ICNSS was one of only two neighbourhood drop-in centres in Central Mississauga. At the time ICNSS suspended operations in June of 2009, the agency was serving approximately 75,000 clients annually. Most clients were either immigrants and refugees or from visible and racial minorities. A fully incorporated and registered charity, ICNSS received financial support from the Government of Canada, the Government of Ontario, the Regional Municipality of Peel, the United Way of Peel Region, the Trillium Foundation and private donors.
ICNSS was a community-based agency with individual memberships, a volunteer board of directors, staff and a large volunteer base. ICNSS staff served clients in many languages, including Arabic, Albanian, Cantonese, Caribbean dialects, Chinese, Croatian, Dari, Dutch, English, Farsi, Filipino, German, Hindi, Indonesian, Korean, Macedonian, Mandarin, Punjabi, Spanish, Tagalog, Tamil, and Urdu.
Programs offered by ICNSS during its lifetime included: The Peel/Halton Host Program; Enhanced Language Training; sector-specific language training for internationally trained professionals; Step-Up Employment Preparation; Job Search Workshops; Computer training for job-related needs; Multi-Cultural Settlement and Education Partnership (MSEP); neighbourhood programs to serve young families and seniors; Youth Peace Leaders; English conversation circles; and the Peel Community Mediation Service.
From 2005 to when the agency suspended operations in 2009, ICNSS also hosted a literary club for newcomers with similar interests, literary skills and poetic vision. The program brought together a vast pool of diverse experiences and knowledge from all parts of the world to share and publish their writings.
ICNSS was a trailblazer and a pace-setter. This organization, under sterling leadership grew from a small entity in a small office with one and a half full-time staff in Mississauga to an award- winning organization comprising 86 staff and four locations across Mississauga and Brampton. By 2009 ICNSS had evolved into an agency that was the envy of service providers, as subsequent events show. ICNSS was progressive, innovative, hard-working, creative highly respected and very much the place of solace and comfort for clients in various stages of culture shock.
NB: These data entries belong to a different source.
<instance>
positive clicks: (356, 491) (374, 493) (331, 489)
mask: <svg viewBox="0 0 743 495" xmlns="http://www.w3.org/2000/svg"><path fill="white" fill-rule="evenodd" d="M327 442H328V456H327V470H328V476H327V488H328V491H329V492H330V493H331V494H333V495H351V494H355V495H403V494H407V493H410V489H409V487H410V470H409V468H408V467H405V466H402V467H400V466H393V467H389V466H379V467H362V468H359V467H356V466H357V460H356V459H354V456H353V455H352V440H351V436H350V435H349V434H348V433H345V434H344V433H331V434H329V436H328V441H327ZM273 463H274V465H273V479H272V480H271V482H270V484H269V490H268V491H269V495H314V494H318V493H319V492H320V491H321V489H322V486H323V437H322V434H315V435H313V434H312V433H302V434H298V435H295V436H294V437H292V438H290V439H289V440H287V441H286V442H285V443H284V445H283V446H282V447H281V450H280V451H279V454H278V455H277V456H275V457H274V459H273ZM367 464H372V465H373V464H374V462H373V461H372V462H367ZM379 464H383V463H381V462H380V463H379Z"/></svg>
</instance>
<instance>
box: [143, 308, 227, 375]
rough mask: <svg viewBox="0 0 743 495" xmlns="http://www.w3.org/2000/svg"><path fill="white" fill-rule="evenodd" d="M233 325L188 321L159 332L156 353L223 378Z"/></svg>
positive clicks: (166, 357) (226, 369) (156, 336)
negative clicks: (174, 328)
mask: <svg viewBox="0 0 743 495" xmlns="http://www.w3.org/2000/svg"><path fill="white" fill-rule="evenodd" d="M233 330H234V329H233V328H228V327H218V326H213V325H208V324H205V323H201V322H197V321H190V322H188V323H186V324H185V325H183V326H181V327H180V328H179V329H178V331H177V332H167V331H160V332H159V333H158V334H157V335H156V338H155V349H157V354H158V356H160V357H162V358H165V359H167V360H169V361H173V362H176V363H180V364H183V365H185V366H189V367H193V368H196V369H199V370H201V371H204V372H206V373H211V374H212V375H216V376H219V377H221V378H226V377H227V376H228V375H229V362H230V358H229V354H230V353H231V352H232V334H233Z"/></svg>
So why did ICNSS have to close its doors? Simply put, when a funder decides that an agency has become a liability (based on perception, and a pack of lies from three dishonest and disgruntled staff) they can withdraw funding. Truth does not matter; quality of leadership is irrelevant; sterling track record is ignored; honesty, fairness, logic and reason are thrown out the door. And then comes the sword to swiftly decapitate. That’s how it is done when you hold the power to do whatever you want; no questions asked.